U2F (Universal 2nd Factor) is a universal authentication standard that provides an additional layer of security for online accounts. It’s the addition of something a user has (physical security key) with something the user knows (password). U2F, while still considered a multi-factor authentication method, is much stronger than traditional MFA methods such as security questions or one-time passwords, which can be stolen or intercepted.
The U2F standard was developed by Google and Yubico and is championed today by the FIDO Alliance, an open industry association focused on reducing the world’s excess dependence on passwords. U2F has been adopted by large services such as Gmail, Facebook, Dropbox, and GitHub.

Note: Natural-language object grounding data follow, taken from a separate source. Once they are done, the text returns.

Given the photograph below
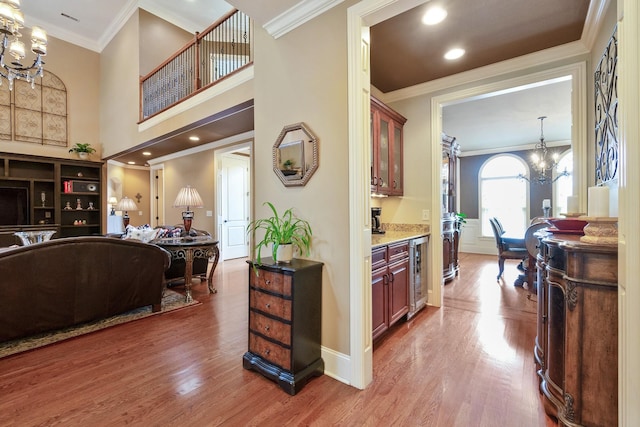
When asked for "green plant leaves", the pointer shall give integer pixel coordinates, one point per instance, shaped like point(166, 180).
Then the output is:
point(280, 229)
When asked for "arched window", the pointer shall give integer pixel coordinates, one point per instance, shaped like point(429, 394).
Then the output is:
point(503, 195)
point(563, 187)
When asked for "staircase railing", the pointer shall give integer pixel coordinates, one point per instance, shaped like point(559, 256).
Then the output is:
point(221, 50)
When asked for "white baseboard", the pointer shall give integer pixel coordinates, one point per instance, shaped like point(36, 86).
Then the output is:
point(336, 365)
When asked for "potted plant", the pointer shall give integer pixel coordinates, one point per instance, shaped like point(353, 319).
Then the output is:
point(283, 232)
point(82, 150)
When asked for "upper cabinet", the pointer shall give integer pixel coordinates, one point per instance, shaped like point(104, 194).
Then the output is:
point(387, 174)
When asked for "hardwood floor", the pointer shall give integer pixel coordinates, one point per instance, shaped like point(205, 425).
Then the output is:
point(469, 363)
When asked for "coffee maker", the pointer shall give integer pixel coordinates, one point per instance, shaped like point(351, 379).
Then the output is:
point(375, 221)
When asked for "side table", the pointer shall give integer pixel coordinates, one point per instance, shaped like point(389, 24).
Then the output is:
point(189, 248)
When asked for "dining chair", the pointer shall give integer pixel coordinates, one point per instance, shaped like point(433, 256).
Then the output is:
point(508, 247)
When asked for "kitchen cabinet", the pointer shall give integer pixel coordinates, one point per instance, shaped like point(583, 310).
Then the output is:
point(576, 348)
point(285, 313)
point(389, 286)
point(387, 173)
point(451, 225)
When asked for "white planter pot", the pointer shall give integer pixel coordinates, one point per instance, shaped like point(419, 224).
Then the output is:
point(284, 253)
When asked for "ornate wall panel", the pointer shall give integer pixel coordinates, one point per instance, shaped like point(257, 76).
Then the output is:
point(5, 113)
point(39, 114)
point(606, 112)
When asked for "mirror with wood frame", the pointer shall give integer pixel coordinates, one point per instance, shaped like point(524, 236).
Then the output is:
point(295, 155)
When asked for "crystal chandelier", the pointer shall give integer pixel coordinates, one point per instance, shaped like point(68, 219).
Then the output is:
point(13, 50)
point(542, 162)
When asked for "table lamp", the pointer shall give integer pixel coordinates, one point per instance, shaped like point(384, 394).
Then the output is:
point(126, 204)
point(188, 198)
point(113, 202)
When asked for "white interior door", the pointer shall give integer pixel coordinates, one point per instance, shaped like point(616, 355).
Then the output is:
point(234, 175)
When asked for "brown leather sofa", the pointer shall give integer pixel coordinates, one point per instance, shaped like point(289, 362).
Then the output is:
point(69, 281)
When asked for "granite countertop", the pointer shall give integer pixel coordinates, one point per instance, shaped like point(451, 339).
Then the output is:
point(398, 235)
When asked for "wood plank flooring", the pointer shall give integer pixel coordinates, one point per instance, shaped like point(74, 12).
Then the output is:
point(469, 363)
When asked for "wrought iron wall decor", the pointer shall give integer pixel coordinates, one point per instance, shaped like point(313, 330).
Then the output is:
point(606, 112)
point(36, 115)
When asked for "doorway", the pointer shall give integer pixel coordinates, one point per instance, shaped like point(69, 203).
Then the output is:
point(233, 172)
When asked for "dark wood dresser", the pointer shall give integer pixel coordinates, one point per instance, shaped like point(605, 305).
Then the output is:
point(576, 347)
point(285, 314)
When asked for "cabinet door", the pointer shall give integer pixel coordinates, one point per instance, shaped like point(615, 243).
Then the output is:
point(379, 309)
point(398, 290)
point(396, 185)
point(385, 127)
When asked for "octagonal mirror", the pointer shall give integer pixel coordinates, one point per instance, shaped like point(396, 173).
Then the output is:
point(295, 155)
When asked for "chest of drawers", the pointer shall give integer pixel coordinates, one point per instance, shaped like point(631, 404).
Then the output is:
point(285, 314)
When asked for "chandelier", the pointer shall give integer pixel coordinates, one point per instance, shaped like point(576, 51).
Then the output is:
point(542, 162)
point(13, 50)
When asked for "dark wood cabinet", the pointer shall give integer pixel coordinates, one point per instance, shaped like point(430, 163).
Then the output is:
point(285, 315)
point(80, 199)
point(389, 286)
point(577, 340)
point(387, 170)
point(451, 225)
point(450, 244)
point(42, 181)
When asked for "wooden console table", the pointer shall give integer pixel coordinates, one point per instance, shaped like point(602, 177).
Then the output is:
point(576, 347)
point(189, 248)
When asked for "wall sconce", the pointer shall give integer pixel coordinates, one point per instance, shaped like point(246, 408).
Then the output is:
point(126, 204)
point(113, 202)
point(188, 198)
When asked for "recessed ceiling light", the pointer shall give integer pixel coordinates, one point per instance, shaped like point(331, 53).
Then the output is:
point(454, 54)
point(434, 15)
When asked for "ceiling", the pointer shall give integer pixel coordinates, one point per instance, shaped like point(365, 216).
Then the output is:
point(489, 31)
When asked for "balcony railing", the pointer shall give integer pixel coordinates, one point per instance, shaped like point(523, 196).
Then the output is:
point(222, 49)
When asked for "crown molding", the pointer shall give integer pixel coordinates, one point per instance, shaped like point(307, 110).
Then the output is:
point(521, 63)
point(298, 15)
point(593, 21)
point(117, 24)
point(235, 139)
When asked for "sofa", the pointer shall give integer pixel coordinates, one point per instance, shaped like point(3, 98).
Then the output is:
point(175, 272)
point(69, 281)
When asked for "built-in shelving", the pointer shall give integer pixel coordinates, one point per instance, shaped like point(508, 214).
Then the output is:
point(34, 193)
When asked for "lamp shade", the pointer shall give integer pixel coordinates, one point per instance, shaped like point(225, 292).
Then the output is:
point(188, 197)
point(126, 204)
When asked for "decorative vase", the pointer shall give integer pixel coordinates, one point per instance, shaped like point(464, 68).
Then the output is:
point(284, 253)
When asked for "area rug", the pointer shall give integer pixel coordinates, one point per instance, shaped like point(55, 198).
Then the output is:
point(171, 300)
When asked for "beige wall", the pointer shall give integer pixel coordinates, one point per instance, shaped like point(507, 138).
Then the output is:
point(159, 40)
point(294, 83)
point(136, 181)
point(119, 81)
point(79, 70)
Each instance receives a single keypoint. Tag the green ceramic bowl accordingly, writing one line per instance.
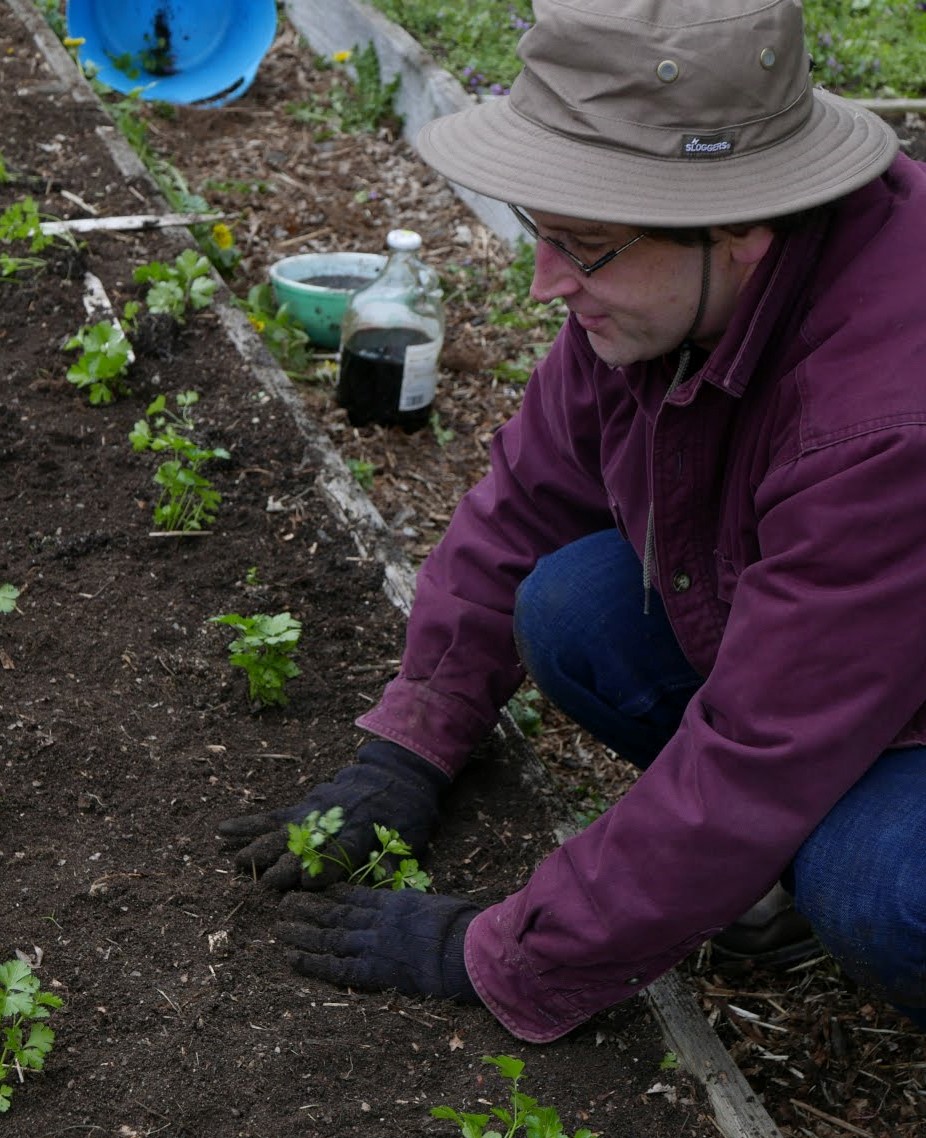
(315, 288)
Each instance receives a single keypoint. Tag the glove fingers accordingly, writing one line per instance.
(304, 912)
(286, 873)
(335, 970)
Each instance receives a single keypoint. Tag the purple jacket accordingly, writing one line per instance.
(788, 483)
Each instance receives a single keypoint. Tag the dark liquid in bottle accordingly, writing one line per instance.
(370, 379)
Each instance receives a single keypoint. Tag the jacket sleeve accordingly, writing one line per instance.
(543, 491)
(821, 667)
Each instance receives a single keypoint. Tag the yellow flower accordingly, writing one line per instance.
(223, 236)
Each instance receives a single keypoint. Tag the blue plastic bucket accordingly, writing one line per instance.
(204, 51)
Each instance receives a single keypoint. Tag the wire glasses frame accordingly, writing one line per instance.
(531, 228)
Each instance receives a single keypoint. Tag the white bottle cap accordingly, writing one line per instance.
(403, 240)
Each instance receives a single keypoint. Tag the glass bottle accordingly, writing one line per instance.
(391, 336)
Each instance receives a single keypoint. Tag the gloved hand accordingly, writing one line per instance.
(379, 938)
(387, 784)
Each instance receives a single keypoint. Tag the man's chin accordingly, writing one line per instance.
(605, 349)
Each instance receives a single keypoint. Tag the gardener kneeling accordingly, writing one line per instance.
(703, 536)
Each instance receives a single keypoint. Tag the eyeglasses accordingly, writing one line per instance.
(531, 228)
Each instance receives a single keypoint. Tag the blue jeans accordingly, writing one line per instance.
(860, 877)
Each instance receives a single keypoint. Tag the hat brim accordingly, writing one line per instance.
(494, 150)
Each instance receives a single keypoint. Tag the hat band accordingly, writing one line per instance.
(600, 124)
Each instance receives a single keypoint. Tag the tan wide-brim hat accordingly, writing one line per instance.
(663, 113)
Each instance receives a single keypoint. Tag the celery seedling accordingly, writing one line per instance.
(188, 500)
(264, 649)
(524, 1116)
(106, 354)
(9, 594)
(308, 841)
(24, 1039)
(185, 283)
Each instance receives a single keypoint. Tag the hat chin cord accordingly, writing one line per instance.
(684, 359)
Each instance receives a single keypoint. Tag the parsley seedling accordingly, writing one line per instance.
(308, 841)
(185, 283)
(9, 594)
(188, 500)
(264, 649)
(524, 1115)
(24, 1039)
(106, 355)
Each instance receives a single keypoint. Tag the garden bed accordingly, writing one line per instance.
(125, 737)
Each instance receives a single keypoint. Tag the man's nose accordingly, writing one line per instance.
(554, 277)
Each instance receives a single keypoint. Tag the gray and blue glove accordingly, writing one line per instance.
(388, 784)
(377, 939)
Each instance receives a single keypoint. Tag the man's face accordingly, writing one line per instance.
(642, 304)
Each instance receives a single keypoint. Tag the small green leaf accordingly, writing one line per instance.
(9, 594)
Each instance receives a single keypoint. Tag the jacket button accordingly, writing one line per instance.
(680, 580)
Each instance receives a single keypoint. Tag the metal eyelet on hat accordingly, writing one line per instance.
(667, 71)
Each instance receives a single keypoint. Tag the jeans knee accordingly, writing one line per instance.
(877, 933)
(542, 608)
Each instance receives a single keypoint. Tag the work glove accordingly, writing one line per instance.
(379, 938)
(388, 784)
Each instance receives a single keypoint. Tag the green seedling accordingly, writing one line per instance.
(523, 710)
(9, 594)
(524, 1115)
(264, 649)
(314, 842)
(363, 471)
(106, 355)
(188, 500)
(218, 245)
(358, 101)
(368, 102)
(25, 1040)
(23, 222)
(175, 288)
(287, 340)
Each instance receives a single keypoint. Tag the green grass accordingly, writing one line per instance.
(860, 48)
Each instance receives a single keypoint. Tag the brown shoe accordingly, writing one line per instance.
(772, 932)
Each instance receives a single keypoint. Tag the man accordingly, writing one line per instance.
(703, 535)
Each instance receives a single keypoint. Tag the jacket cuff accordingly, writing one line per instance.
(440, 728)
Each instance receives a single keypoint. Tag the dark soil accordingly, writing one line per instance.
(125, 737)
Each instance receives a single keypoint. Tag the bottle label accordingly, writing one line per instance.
(419, 376)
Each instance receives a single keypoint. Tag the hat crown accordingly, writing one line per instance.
(669, 79)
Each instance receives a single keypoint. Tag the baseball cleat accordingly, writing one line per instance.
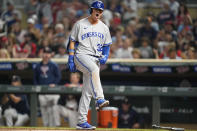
(85, 126)
(100, 103)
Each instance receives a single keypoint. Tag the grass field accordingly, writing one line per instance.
(72, 129)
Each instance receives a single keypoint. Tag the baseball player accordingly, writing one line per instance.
(89, 47)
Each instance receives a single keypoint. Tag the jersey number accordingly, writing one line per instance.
(99, 49)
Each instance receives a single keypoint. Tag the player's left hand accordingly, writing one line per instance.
(71, 64)
(103, 59)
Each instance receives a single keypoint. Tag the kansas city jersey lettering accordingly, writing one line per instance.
(91, 38)
(92, 34)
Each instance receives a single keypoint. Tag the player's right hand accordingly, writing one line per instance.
(71, 64)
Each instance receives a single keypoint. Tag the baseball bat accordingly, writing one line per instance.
(168, 128)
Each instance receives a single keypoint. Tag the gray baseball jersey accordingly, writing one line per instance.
(91, 38)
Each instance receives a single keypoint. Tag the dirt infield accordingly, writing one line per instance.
(72, 129)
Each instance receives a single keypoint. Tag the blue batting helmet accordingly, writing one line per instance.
(97, 5)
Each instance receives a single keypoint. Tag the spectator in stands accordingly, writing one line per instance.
(4, 53)
(174, 7)
(67, 104)
(130, 10)
(11, 15)
(172, 54)
(47, 73)
(136, 53)
(44, 11)
(58, 41)
(165, 15)
(190, 53)
(147, 30)
(55, 7)
(125, 51)
(127, 117)
(61, 52)
(18, 32)
(194, 30)
(31, 7)
(19, 107)
(44, 42)
(63, 12)
(145, 49)
(131, 31)
(29, 45)
(33, 30)
(182, 14)
(119, 36)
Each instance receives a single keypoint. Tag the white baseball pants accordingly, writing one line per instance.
(90, 67)
(46, 106)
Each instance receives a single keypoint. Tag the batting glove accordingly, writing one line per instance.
(103, 60)
(71, 64)
(105, 54)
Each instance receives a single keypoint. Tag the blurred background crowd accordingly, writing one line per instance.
(170, 33)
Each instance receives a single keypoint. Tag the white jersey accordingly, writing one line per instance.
(91, 38)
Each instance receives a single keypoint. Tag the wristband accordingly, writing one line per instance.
(71, 50)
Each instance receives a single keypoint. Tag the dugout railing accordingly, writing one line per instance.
(154, 92)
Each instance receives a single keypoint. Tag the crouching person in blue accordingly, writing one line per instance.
(127, 117)
(17, 114)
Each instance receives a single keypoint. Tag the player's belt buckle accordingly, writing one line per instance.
(95, 56)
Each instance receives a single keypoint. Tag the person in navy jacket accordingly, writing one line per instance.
(17, 111)
(47, 73)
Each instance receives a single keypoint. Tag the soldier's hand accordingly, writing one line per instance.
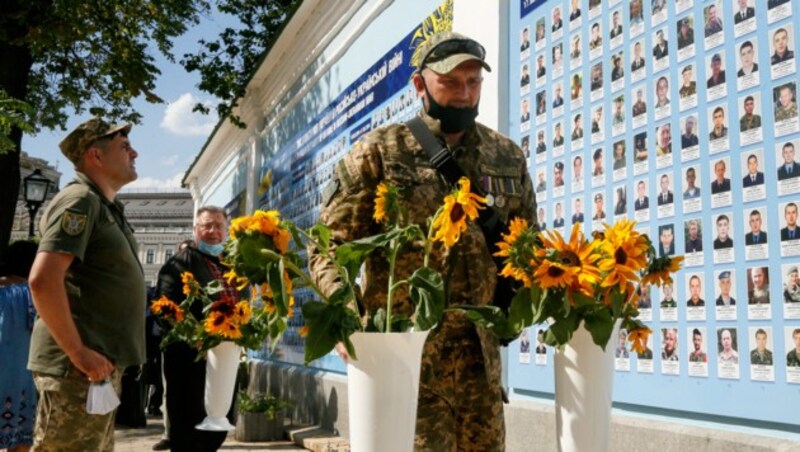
(342, 351)
(95, 366)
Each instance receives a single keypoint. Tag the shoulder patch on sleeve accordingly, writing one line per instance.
(330, 191)
(73, 223)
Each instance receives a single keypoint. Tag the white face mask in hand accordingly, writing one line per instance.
(102, 398)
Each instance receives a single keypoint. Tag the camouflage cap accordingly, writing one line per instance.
(444, 51)
(79, 140)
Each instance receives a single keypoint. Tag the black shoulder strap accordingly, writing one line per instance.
(443, 161)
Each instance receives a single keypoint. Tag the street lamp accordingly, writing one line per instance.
(36, 187)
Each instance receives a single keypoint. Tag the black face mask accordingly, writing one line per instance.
(453, 119)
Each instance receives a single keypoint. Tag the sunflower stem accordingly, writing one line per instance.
(429, 238)
(394, 247)
(339, 269)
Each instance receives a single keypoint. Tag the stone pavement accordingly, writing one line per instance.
(142, 439)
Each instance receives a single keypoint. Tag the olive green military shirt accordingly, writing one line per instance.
(104, 284)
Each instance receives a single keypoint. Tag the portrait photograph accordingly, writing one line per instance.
(781, 50)
(525, 44)
(691, 192)
(753, 178)
(685, 33)
(716, 77)
(660, 49)
(641, 203)
(690, 142)
(723, 244)
(788, 166)
(762, 361)
(790, 289)
(640, 154)
(595, 41)
(744, 17)
(719, 132)
(713, 27)
(784, 98)
(727, 353)
(720, 182)
(666, 196)
(635, 17)
(638, 62)
(747, 74)
(778, 10)
(687, 91)
(725, 294)
(756, 239)
(790, 232)
(758, 296)
(698, 351)
(750, 120)
(575, 52)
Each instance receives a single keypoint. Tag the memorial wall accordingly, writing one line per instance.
(683, 116)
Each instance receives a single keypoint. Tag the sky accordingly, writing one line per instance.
(170, 134)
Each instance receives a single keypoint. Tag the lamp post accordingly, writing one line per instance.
(36, 187)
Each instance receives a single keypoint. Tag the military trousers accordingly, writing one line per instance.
(459, 408)
(62, 422)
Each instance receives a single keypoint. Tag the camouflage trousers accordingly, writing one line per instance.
(459, 409)
(62, 423)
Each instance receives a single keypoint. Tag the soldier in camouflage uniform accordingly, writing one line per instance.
(89, 291)
(460, 399)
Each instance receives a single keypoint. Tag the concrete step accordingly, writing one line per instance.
(317, 439)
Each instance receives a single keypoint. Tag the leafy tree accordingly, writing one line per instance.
(65, 57)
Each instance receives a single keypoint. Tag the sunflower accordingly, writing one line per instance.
(459, 206)
(517, 248)
(221, 325)
(240, 281)
(190, 285)
(575, 258)
(624, 254)
(386, 203)
(242, 312)
(638, 339)
(660, 270)
(167, 309)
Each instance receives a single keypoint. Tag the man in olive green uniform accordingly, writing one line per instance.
(89, 291)
(460, 399)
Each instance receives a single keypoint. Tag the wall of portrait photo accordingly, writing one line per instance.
(683, 116)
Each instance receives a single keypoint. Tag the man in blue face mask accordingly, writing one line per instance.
(184, 373)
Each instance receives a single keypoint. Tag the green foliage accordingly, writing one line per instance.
(261, 403)
(226, 64)
(14, 113)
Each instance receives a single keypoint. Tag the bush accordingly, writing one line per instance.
(261, 403)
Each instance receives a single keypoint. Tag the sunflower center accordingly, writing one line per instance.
(456, 213)
(620, 256)
(570, 259)
(554, 271)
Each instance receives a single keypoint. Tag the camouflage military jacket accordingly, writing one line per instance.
(392, 154)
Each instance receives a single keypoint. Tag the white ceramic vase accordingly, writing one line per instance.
(382, 387)
(222, 364)
(584, 377)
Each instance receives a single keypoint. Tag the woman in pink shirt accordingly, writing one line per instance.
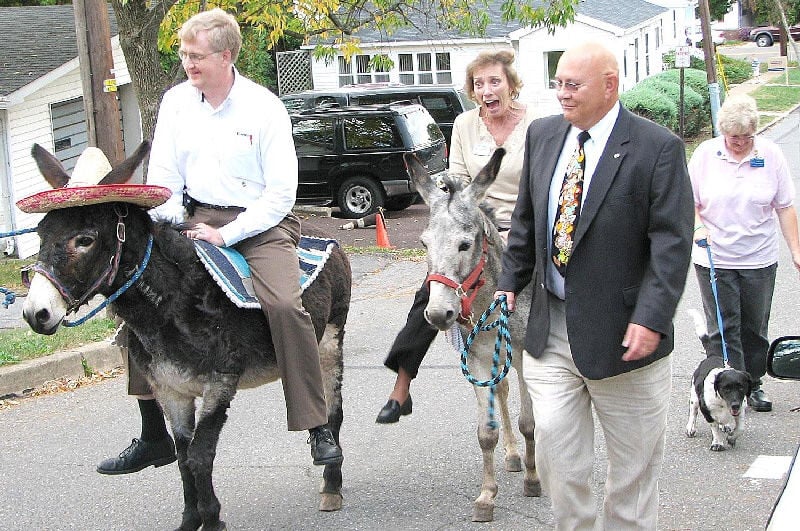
(742, 194)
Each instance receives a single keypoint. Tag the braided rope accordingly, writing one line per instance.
(502, 335)
(120, 291)
(713, 280)
(16, 232)
(10, 297)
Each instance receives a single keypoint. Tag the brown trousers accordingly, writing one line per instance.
(272, 257)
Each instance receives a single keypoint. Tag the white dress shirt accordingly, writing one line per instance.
(239, 154)
(592, 149)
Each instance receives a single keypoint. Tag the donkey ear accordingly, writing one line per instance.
(477, 188)
(50, 167)
(123, 172)
(422, 179)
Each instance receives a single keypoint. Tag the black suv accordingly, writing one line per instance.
(443, 102)
(353, 157)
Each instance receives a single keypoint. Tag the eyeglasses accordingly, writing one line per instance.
(569, 86)
(741, 138)
(194, 58)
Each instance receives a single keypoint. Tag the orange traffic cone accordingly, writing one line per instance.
(381, 236)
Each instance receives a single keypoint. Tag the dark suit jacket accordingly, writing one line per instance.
(631, 249)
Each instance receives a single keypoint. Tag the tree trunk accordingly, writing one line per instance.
(138, 38)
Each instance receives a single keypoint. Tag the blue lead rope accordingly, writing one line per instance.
(713, 279)
(9, 296)
(502, 335)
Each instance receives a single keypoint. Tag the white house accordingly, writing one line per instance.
(41, 101)
(637, 30)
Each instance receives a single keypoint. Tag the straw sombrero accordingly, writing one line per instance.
(89, 182)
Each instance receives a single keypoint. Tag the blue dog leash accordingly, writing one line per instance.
(713, 275)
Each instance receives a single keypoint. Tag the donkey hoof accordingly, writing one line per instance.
(513, 464)
(330, 501)
(532, 488)
(483, 512)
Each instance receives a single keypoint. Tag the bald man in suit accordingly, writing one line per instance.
(607, 280)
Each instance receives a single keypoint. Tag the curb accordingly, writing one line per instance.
(15, 380)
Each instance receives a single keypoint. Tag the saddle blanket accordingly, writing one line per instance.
(230, 271)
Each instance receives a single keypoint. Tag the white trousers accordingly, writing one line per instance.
(632, 411)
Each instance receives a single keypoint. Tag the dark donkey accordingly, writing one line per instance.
(461, 238)
(187, 336)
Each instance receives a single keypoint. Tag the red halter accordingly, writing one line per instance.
(467, 290)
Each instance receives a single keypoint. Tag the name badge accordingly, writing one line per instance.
(482, 149)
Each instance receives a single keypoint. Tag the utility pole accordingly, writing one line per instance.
(711, 63)
(99, 86)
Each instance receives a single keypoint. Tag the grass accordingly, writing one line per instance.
(398, 253)
(10, 274)
(23, 344)
(773, 99)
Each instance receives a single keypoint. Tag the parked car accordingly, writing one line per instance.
(768, 35)
(443, 102)
(783, 361)
(353, 157)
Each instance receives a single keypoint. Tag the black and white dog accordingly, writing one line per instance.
(718, 392)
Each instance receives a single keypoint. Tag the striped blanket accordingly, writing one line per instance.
(230, 271)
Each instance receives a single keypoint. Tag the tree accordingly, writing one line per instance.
(719, 8)
(149, 27)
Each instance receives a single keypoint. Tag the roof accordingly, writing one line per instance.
(621, 13)
(36, 40)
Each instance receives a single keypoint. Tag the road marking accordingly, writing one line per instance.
(769, 467)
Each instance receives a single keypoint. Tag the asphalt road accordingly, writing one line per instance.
(422, 473)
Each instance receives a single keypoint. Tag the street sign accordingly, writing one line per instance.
(777, 64)
(682, 57)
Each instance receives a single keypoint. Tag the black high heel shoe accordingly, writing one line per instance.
(391, 412)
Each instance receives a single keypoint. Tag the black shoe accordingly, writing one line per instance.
(324, 449)
(390, 413)
(759, 401)
(140, 455)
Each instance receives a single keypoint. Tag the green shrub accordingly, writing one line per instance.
(652, 104)
(736, 70)
(694, 78)
(695, 117)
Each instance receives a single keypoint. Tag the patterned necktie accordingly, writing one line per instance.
(568, 208)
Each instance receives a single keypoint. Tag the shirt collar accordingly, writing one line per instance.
(721, 152)
(600, 131)
(236, 83)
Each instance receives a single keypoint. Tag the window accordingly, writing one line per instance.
(314, 136)
(69, 130)
(345, 71)
(364, 71)
(406, 64)
(424, 68)
(371, 132)
(443, 74)
(425, 75)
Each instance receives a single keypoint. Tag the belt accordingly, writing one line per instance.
(195, 203)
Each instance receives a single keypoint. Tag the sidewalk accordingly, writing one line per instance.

U2F is a physical multi-factor method that provides a strong, additional layer of security to a traditional password. Entering a correct password begins the authentication process, but then a cryptographic challenge is sent to a physical device, normally a security key plugged into a USB port, where the user responds by tapping the device thus confirming the authentication process. U2F makes use of public key cryptography, storing the private key securely on the security key and the public key at the origin of service.
FIDO U2F has now evolved into FIDO2. FIDO2 extends the functionality of U2F with passwordless login flows with its main component, WebAuthn. The U2F standard remains, but has been relabeled CTAP1 (Client to Authenticator Protocol). CTAP2 was also introduced which is the same as U2F but now allows for mobile devices as external authenticators.